The CBOE launched the first futures market for bitcoin this week. Bitcoin is a bit hard to wrap your mind around as a self-styled digital currency. What might help is looking at how they're created.
People lend out their computers to various projects that need computer power. Every so often, that work results in a bitcoin heading their way; a set amount of coins are issued each year.
A bitcoin is an encrypted computer file documenting who was initially issued the coin and the cybertrail that lead it to the current owner, worthless in and of itself. Likewise, the $20 bill in my wallet, with a nice picture of a stern-faced Andrew Jackson, has little intrinsic value either. However, it'll buy about eight gallons of gas or breakfast for two at Bob Evans. Thus, that piece of paper with the mug of a slave-holding late president has value to me.
I typically don't shop anyplace that takes bitcoin, so it's of little interest to me. However, there are some corners of the economy, quite a bit of it illicit, that does. It does seems to have value to a large number of folks, not all of which are criminals or paranoid libertarians.
A lower bound to what a bitcoin would be worth is the cost of making one. A number of companies, many of them in China, specialize in bitcoin mining, setting up hundreds of computers to crank away at bitcoin-generating problems. Like precious metal mines, if the cost of mining the product is more than the value of it, they stop production, so the presence of bitcoin mines indicates that there's money to be made in them thar cyberhills.
The presence of a futures market will allow miners to lock in a price for the bitcoin, allowing more mainstream investors confidence to enter the fray. If you can lock in a $1000 price and it cost you $500 to make it, you're turning a 100% profit in short order.

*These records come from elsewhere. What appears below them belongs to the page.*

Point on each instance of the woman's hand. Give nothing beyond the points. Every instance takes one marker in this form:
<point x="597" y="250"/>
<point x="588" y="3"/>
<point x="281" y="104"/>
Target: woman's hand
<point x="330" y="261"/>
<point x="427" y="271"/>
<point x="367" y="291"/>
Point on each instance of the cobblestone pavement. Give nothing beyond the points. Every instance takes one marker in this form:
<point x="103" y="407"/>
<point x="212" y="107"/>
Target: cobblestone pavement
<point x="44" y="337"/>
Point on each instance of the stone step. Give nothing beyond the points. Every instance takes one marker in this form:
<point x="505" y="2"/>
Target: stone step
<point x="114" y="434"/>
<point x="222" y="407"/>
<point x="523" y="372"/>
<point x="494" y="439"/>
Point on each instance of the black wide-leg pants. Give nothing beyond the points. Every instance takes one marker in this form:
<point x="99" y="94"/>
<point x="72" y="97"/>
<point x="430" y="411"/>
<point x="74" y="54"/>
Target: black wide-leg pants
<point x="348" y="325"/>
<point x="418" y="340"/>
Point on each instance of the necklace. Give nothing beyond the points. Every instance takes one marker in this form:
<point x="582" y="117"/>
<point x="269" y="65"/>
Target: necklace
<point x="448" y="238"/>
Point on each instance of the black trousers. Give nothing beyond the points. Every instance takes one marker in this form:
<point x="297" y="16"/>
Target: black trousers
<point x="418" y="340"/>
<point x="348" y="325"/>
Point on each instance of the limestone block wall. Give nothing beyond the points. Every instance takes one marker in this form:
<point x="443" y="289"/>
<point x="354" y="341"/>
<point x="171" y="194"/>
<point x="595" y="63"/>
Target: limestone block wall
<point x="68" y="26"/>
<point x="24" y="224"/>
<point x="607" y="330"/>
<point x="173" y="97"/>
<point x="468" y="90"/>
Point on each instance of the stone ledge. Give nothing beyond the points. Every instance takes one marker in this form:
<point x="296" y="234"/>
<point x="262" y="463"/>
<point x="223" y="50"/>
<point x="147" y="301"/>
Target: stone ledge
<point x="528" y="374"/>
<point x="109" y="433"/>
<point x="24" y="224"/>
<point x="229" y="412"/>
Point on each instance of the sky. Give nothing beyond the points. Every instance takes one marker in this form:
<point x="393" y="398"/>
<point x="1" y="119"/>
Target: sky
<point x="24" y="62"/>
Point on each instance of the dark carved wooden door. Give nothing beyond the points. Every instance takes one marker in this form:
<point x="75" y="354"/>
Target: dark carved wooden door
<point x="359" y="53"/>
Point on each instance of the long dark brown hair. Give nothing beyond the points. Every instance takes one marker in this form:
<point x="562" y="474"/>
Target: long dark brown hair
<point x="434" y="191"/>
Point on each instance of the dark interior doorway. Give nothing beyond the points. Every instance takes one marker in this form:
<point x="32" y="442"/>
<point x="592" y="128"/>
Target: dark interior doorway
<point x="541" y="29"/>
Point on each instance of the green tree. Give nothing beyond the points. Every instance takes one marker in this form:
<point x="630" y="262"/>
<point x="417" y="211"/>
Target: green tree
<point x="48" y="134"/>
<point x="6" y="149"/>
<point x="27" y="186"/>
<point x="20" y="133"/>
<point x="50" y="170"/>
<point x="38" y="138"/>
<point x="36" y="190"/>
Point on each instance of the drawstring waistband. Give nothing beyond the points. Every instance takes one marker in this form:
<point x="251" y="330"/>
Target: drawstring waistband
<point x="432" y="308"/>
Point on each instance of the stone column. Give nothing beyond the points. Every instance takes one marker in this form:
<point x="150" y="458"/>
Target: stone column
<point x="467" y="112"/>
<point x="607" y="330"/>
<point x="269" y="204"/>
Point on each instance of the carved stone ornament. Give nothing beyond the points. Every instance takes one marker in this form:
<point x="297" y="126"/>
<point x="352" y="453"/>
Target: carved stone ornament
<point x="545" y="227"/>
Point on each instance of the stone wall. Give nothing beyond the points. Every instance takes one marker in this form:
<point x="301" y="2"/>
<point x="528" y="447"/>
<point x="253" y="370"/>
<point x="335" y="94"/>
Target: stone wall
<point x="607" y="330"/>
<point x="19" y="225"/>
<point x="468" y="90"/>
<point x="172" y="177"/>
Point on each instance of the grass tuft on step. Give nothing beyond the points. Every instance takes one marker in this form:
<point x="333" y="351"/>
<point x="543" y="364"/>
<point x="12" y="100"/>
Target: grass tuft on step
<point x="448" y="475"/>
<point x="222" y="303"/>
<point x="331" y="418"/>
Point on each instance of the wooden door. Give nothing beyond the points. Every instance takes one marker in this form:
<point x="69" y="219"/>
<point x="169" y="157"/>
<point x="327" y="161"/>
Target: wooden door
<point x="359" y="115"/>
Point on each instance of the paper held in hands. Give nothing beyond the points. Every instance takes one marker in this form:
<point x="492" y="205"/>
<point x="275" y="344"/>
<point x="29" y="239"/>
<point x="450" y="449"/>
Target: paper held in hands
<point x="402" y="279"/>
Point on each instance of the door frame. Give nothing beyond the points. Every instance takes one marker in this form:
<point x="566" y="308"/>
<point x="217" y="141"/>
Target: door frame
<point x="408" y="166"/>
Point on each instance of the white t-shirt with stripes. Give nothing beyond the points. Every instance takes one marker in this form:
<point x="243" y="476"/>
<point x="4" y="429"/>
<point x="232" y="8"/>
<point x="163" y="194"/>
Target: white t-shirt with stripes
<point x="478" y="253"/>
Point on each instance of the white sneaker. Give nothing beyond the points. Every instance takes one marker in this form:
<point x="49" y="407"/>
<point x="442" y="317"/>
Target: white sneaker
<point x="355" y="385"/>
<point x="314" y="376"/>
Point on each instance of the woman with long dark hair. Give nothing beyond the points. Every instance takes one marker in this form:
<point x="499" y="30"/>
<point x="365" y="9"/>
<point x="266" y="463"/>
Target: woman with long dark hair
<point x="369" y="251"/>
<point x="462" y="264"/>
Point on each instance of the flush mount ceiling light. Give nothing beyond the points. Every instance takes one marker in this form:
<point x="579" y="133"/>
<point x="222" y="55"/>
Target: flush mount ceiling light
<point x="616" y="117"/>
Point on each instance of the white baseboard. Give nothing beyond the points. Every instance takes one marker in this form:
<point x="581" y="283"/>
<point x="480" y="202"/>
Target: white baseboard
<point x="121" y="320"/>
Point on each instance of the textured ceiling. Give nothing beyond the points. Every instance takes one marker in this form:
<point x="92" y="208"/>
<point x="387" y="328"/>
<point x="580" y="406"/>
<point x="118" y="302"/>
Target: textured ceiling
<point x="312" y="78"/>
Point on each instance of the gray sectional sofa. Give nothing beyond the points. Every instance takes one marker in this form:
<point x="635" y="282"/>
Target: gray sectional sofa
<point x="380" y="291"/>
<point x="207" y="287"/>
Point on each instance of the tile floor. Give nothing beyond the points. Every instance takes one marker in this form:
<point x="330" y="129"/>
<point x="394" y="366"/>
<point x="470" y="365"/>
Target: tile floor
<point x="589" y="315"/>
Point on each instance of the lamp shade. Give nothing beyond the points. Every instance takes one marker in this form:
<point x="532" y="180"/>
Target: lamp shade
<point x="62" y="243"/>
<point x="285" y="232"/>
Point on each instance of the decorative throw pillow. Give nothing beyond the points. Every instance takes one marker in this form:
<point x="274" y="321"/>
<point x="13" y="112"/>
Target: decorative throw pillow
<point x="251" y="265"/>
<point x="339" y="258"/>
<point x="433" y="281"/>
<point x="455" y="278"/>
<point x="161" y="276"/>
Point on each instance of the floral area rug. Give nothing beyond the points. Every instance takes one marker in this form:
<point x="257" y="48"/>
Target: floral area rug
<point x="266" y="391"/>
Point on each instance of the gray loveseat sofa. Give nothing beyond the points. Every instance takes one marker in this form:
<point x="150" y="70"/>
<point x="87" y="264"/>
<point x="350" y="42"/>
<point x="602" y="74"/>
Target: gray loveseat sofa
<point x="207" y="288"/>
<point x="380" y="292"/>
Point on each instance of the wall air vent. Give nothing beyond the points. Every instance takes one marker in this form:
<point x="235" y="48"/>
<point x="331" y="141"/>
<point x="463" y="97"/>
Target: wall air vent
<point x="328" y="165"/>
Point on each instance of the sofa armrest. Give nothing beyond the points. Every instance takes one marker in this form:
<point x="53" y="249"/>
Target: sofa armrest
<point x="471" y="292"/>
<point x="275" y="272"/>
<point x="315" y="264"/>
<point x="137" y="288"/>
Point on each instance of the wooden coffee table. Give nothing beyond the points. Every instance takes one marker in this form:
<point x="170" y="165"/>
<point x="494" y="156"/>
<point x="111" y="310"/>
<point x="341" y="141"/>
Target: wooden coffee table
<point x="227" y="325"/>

An increase in supply of computer power going after bitcoins will increase the cost per bitcoin, as it will take more computer time to get a bitcoin. At some point, the cost of getting a bitcoin will equal the price.
Assuming the futures market holds up and enough folks get into bitcoin mining as a result (two yuge ifs), an price will get established that has some real-world basis behind it. Some of that is likely happening without the futures markets, but it will give a degree of certitude to would-be miners.
To answer the question of the Bloomberg article, no, you shouldn't be trading bitcoin futures. That is, unless you have a need to hedge bitcoin exposure or are an expert on the bitcoin market (untrained futures speculation is a sucker's bet), which describes none of the known members of the Peanut Gallery, however much of it is left after a multi-month hiatus.